Foi en l'Humain et Représentation de l'Horreur
Malgré les horreurs documentées, Joe Sacco affirme conserver sa foi en l'humanité, rencontrant constamment des gens prêts à aider sur le terrain. Le problème réside dans les structures de pouvoir : plus les individus montent dans la hiérarchie, plus ils semblent déconnectés. L'auteur développe une théorie selon laquelle les échelons supérieurs du pouvoir exigent une certaine sociopathie pour s'y maintenir et manipuler les populations.
Fixer des limites à la représentation de la violence
L'artiste impose des limites strictes à ce qu'il est capable de représenter visuellement.

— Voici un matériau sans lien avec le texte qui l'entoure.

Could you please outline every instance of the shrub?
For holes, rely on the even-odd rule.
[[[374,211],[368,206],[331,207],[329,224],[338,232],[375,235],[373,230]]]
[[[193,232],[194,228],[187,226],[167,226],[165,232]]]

Il évite les scènes trop violentes ou les représentations graphiques de cadavres, car les gens voient déjà ces images quotidiennement. Pour l'album sur Gaza, il a choisi une représentation minimaliste et plus abstraite de la violence, afin de ne pas banaliser le propos et de ne pas se laisser rebuter par l'horreur graphique.
« Je n'ai pas envie de voir des films trop violents, donc j'essaie d'utiliser la représentation de la violence à bon escient. »
Questions
Common questions and answers from the video to help you understand the content better.
Pourquoi Joe Sacco a-t-il choisi la satire pour aborder la situation à Gaza ?
L'auteur souhaitait éviter un texte purement polémique et utiliser une forme d'humour noir pour faciliter l'acceptation des constats dramatiques par le lecteur.
Quel est le rôle des États-Unis dans le conflit actuel selon Joe Sacco ?
Sacco considère que l'Amérique est complice du génocide commis à Gaza, car elle fournit les armes et n'utilise pas son poids pour faire pression sur Israël.
Comment Joe Sacco concilie-t-il son travail de journaliste avec la nécessité de prendre du recul sur les événements ?
Il trouve que la bande dessinée lui permet de prendre le temps d'assimiler les choses en profondeur, contrairement au rythme effréné du journalisme d'actualité.
Qu'est-ce que Gaza symbolise pour l'Occident selon l'auteur ?
Gaza est vue comme l'endroit où l'Occident va mourir d'un point de vue moral, représentant une faillite morale face à ses propres valeurs de droits humains et de démocratie.
Pourquoi l'auteur évite-t-il de détailler le Hamas ou les otages israéliens dans son ouvrage sur Gaza ?
La concentration de l'ouvrage est entièrement centrée sur ce qui arrive aux Palestiniens, bien que l'auteur souhaite que les otages israéliens soient rendus à leurs familles.